Team leader, proteomics services
European Bioinformatics Institute
Name: Henning Hermjakob
Position: Team leader, proteomics services, European Bioinformatics Institute, 2005 to present
Background: Sequence database group coordinator, EBI, 1997-2004; Diplom (M.Sc.) Bioinformatics, University of Bielefeld, Germany, 1996
Henning Hermjakob has been one of the leaders in the Human Proteome Organization’s Proteomic Standards Initiative. In the August edition of Molecular BioSystems, he and Lennart Martins, senior software developer on the PRIDE project in the proteomics services team at the European Bioinformatics Institute, authored an opinion piece on why proteomics researchers need to make all their experimental data publicly available.
In it, they outline the controversy around making such data available, review some guidelines that have been already suggested, and offer some recommendations of their own. Below is an edited version of a conversation ProteoMonitor had with Hermjakob this week.
An abstract for the article can be found here.
Why did you write this opinion piece? It suggests that you feel you need to convince people to share their data.
Yes, that’s clearly correct. And it’s very hard to convince people to submit their data. There are two major obstacles. One is simply the additional work. People just say, ‘Why should I do it?’ And the other is reluctance to part with your data, probably because then indeed problems in the data could be easily found.
People want to fully exploit the data that they generated before they make it available to anybody else. And often by the time they feel that [the experiment is] done or even not done, the grant is finished and there’s no interest in their making the data publicly available.
Let’s talk about both reasons. The additional work — shouldn’t researchers be collecting the data and keeping notes on the data as they’re conducting their experiments anyway?
Well, sometimes the information is really not there, because it is buried in a lab book or it hasn’t really been taken because it wasn’t considered important. And the other point is even if the information is there, which I think is normal, then it is still work to get this into another format. It’s at least copy-and-paste from one system to another system, and it might mean some retyping of some information. So there is some additional effort. Of course [for] some large-scale labs, they just need to set up the appropriate export routine [once], and then this can be done many times and they can export the data in the right format from their internal representation, which they have anyway.
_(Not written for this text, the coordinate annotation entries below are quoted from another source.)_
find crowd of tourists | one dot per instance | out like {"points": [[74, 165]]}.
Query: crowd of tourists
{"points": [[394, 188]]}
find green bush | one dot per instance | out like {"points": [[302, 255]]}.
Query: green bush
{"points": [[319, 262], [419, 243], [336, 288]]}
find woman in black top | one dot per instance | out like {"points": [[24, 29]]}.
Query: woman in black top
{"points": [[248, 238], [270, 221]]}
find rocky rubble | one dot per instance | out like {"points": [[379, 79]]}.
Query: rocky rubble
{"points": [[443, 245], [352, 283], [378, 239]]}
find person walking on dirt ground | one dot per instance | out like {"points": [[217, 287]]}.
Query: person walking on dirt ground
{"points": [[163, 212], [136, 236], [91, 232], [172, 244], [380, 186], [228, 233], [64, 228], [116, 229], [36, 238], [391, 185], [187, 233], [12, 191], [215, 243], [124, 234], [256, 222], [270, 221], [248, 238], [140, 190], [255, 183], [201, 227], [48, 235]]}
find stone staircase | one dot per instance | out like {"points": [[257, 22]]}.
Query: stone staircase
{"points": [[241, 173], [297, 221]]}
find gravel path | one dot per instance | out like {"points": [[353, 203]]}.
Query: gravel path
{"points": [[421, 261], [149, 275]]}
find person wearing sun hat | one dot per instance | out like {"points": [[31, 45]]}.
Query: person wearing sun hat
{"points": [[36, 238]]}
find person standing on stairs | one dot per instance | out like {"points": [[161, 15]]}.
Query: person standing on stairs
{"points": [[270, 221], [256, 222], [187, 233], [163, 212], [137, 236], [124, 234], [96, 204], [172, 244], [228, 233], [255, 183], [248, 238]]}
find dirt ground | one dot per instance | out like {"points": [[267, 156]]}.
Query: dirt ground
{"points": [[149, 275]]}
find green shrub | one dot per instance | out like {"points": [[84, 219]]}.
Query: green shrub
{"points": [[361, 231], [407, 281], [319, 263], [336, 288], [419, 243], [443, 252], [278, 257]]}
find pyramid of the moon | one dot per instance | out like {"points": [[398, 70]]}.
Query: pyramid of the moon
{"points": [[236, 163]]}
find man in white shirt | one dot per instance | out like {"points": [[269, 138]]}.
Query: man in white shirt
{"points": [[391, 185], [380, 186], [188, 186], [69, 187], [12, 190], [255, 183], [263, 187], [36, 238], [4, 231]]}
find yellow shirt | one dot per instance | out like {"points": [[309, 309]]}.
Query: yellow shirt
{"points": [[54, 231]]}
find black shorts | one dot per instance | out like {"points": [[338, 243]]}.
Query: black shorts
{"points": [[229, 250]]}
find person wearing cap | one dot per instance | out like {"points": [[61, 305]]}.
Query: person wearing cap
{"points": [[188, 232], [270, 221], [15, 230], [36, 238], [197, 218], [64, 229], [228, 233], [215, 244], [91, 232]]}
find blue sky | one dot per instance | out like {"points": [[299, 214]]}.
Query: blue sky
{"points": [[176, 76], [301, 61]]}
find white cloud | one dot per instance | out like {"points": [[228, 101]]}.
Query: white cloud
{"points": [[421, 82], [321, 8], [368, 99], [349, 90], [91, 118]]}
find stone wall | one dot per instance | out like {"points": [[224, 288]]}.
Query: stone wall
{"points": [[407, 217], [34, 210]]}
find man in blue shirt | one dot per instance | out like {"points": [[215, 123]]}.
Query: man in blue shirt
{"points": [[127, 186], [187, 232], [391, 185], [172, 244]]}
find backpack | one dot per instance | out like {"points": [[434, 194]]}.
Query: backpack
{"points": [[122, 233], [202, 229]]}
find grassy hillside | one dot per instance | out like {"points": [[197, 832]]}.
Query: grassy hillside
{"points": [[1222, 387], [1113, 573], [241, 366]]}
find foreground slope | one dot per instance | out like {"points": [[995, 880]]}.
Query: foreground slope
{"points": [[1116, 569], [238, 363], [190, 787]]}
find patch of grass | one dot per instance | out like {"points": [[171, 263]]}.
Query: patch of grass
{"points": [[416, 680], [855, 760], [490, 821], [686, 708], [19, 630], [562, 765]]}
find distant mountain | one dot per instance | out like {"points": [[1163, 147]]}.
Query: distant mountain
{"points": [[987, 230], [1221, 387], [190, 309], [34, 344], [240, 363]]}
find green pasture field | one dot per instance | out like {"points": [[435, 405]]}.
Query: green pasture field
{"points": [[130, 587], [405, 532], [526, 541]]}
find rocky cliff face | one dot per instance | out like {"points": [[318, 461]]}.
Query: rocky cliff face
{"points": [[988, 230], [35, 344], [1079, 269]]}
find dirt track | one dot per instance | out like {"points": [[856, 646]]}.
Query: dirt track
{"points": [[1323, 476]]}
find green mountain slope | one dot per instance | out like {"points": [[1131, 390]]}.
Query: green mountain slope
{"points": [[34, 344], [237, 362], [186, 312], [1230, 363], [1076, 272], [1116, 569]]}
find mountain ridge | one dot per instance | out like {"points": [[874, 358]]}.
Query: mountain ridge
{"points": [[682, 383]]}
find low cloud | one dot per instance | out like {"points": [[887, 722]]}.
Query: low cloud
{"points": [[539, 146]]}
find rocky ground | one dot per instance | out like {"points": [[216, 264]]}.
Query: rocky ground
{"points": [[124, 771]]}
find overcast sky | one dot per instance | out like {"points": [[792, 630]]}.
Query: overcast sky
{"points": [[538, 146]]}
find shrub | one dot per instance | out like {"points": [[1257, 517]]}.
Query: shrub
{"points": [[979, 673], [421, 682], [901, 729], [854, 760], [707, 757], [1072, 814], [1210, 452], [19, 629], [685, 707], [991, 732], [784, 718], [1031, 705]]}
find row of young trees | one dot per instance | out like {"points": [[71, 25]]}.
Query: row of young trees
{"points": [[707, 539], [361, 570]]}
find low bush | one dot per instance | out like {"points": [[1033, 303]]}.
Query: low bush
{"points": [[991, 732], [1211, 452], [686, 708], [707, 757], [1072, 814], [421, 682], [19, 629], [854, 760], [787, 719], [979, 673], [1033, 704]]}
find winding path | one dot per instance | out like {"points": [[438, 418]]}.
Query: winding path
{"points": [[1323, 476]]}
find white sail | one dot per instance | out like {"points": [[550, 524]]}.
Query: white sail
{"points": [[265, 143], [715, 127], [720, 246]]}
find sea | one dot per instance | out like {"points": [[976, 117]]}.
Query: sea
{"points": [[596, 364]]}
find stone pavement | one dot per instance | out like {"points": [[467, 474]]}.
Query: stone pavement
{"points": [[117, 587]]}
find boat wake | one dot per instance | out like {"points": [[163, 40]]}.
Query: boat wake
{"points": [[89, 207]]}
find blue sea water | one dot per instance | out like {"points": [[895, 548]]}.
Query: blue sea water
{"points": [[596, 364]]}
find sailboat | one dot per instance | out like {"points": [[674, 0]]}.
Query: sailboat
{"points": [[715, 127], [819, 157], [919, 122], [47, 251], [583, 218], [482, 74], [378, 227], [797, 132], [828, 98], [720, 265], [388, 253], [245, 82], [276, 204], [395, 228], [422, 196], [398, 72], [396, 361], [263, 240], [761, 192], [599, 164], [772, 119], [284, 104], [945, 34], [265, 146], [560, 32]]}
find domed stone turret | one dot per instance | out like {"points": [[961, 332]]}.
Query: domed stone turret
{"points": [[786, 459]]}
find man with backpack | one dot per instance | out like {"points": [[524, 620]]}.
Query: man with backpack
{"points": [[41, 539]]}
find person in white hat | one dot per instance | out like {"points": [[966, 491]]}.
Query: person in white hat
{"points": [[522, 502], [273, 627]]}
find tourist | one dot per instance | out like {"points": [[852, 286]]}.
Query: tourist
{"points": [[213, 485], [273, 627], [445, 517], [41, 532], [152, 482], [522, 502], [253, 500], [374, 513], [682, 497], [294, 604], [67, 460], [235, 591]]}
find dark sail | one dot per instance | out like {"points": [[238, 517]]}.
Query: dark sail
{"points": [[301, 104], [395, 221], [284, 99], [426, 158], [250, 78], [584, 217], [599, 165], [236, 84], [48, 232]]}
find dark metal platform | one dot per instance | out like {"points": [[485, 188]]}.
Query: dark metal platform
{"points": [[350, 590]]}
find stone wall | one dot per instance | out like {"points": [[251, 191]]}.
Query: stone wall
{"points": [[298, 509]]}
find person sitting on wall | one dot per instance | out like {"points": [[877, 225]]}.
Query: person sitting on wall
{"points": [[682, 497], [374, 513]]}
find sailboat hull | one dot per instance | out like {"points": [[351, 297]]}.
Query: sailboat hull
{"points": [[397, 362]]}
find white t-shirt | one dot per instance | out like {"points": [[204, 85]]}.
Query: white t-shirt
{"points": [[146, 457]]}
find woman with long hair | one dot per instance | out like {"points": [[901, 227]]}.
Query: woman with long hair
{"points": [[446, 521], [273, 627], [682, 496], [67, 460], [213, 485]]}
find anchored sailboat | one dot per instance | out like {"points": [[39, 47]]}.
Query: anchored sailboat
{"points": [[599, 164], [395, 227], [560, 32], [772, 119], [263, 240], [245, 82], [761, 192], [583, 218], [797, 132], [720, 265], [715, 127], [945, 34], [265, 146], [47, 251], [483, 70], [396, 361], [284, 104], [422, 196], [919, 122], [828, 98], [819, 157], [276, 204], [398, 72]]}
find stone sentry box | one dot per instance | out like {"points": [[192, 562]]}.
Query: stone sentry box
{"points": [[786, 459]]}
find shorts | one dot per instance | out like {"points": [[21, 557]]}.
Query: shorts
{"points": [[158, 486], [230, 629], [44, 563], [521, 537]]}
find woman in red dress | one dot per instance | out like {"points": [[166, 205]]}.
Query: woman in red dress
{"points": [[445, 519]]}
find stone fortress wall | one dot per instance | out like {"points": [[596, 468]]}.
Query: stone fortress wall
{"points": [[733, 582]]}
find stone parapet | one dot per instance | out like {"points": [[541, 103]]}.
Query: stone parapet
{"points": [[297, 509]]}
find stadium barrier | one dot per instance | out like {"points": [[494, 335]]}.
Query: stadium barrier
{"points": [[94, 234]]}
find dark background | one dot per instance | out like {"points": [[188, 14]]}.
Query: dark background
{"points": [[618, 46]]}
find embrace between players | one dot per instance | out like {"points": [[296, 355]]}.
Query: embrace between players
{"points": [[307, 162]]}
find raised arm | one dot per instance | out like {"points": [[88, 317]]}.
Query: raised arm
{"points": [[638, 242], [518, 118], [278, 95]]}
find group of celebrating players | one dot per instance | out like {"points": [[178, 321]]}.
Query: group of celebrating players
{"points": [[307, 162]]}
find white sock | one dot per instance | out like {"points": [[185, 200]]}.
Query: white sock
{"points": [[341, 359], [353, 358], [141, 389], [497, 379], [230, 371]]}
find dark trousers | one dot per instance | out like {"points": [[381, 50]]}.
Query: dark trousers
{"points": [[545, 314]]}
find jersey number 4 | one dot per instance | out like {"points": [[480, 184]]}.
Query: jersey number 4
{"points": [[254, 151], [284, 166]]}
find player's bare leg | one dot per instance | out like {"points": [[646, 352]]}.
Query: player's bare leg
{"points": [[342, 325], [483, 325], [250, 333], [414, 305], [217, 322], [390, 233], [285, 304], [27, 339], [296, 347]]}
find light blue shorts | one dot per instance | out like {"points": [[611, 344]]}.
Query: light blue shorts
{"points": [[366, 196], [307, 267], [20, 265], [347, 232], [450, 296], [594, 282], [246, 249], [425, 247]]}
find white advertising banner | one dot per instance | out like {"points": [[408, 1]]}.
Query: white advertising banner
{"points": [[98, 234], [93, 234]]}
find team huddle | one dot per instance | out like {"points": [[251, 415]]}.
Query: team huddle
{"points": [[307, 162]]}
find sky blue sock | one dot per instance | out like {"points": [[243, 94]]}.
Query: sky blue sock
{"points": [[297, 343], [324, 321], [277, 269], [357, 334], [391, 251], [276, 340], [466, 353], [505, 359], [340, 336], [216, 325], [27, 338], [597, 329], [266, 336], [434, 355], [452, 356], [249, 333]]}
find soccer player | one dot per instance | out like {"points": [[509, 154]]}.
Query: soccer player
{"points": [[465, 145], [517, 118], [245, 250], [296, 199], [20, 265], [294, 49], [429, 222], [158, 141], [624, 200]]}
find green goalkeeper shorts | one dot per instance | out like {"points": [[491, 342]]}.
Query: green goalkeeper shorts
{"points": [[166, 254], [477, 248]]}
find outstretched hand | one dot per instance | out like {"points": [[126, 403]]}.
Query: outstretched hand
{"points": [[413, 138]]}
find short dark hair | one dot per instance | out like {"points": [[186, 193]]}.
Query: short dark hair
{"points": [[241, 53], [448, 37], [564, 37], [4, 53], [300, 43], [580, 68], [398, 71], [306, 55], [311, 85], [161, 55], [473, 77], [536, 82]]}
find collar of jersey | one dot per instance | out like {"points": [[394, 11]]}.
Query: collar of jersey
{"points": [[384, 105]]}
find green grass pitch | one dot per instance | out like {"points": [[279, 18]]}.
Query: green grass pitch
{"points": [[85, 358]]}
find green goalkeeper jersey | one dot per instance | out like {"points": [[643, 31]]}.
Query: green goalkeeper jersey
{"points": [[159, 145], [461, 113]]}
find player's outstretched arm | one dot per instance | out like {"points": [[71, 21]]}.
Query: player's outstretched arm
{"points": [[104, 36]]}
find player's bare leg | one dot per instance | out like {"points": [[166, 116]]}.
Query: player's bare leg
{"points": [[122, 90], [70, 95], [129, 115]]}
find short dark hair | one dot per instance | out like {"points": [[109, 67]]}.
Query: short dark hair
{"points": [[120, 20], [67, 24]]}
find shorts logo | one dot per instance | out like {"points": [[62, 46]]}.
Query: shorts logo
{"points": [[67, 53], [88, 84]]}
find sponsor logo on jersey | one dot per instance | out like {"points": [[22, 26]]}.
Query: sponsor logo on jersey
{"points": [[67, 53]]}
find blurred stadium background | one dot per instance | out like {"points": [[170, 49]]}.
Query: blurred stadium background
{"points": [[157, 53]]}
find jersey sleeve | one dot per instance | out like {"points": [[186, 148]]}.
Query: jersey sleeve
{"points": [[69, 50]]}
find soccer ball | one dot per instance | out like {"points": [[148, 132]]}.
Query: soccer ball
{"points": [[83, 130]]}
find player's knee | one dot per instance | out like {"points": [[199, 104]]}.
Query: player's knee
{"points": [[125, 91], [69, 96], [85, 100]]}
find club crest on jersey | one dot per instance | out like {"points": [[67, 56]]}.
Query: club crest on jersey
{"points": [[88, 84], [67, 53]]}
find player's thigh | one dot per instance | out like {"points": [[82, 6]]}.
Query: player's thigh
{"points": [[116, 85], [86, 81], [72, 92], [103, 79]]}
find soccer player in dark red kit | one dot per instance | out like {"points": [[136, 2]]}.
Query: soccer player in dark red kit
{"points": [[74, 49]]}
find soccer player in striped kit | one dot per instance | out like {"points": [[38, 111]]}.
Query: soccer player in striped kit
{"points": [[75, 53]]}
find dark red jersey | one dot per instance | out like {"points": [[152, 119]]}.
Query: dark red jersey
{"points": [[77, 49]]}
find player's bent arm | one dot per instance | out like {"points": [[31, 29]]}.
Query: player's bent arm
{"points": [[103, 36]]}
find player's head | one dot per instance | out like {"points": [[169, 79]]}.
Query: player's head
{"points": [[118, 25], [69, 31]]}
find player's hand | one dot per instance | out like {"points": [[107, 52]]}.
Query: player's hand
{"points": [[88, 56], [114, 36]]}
But for small-scale labs, this is rarely the case. There is often not enough bioinformatics support, so it’s more or less a manual job. We as database providers consider that it’s our task to make this as painless as possible and we [make] a lot of effort to provide good tools to allow people to do this as efficiently as possible.
How far along are we in making this as seamless and painless as possible, even for the smaller labs?
It’s hard to say. The PRIDE database’s Proteome Harvest spreadsheet is really going a long way in making the submission process painless even for a small lab.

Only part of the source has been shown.